When you travel through either the Kenya-Uganda Busia or Malaba
border points, and you are not a regular in those parts, you will see
something that might perplex you.
Because
of the One Stop Border Point (OSBP), you have one crossing point. If
you’ve done the paperwork for your car, you drive up to a boom gate,
flash them, the barrier is raised, and you are in Uganda or Kenya.
However,
there is a separate process for the “Malaba people” or “Busia people” –
fellows who live in the border towns and surrounding areas on both
sides. The swarms of motorcycle taxis (boda boda) bring the “border
people” to the boom gate, and stop about 10 metres away.
The
passengers alight, and walk on the side of the gate and cross. The boda
boda also ride across, and pick them about 20 metres away and cross
into Uganda or Kenya.
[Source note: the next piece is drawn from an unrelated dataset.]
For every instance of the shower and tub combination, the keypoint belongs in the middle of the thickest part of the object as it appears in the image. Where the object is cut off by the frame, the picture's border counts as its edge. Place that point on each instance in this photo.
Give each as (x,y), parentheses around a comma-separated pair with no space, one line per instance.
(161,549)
The “border people” don’t flash or get stamps in
their IDs, nor are the boda boda subject to inspection.
Like
in the African village, border people “just know” who is theirs and who
isn’t. There are transnational rules and routines that govern this
community that can be impenetrable to those who are outsiders to it.
Who
are these “border people” (BP)? They are and have been part of a
disruptive lot, including business folks, government officials, and even
security officers, who’ve created new networks (and kept alive some old
ones), trading communities, who’ve found open spaces and nooks within
states where they operate. Soon, they could be the norm, not the
exception.
Consider the journey to the Malaba border.
After Webuye, you drive along a largely urban corridor, and from Bungoma
to Malaba it gets dense. With the emergence of extended urban corridors
into the borders, BPs could easily be East Africa’s fastest growing
population. Everyone from Webuye, through to Bungoma, Malaba, and onward
to Tororo will become one large family of BPs.
Together
with that, we have an ever-growing force of East African homogenisation
that, one observer told me, is still little appreciated – the
handicraft, or in Kenyan terms Maasai markets.
Art and handicraft represent the highest concentration of cross-East African story-telling in one place.
Along one row, you will run into Tanzanian carvings, Rwandan baskets, Ugandan art, Burundi drums, and South Sudanese bracelets.
Sometimes
looked upon by border authorities as trinkets and play things and
allowed unfettered passage, the men and women selling stuff in a Maasai
market in the big towns in Kenya or Uganda could represent as many of 12
nationalities, going beyond the East African Community to include
Democratic Republic of Congo, and as far away as Venda craftsmen and
women from South Africa.
Someone asked me: “What is the difference between a Ugandan, Kenyan, and Tanzanian necklace in a Maasai market?”
“Wouldn’t tell you even if my life depended on it,” I said.
“Precisely.
A specialist will tell, but the language of these arts has since really
become one East African vernacular,” he said.
The
transportation of these artefacts is enabled by an intricate regional
network, most of it along corridors like Webuye-Bungoma-Malaba-Tororo,
onward to Rwanda through Kampala.
If only East African roads could speak, they would tell us some eye-popping things about our future.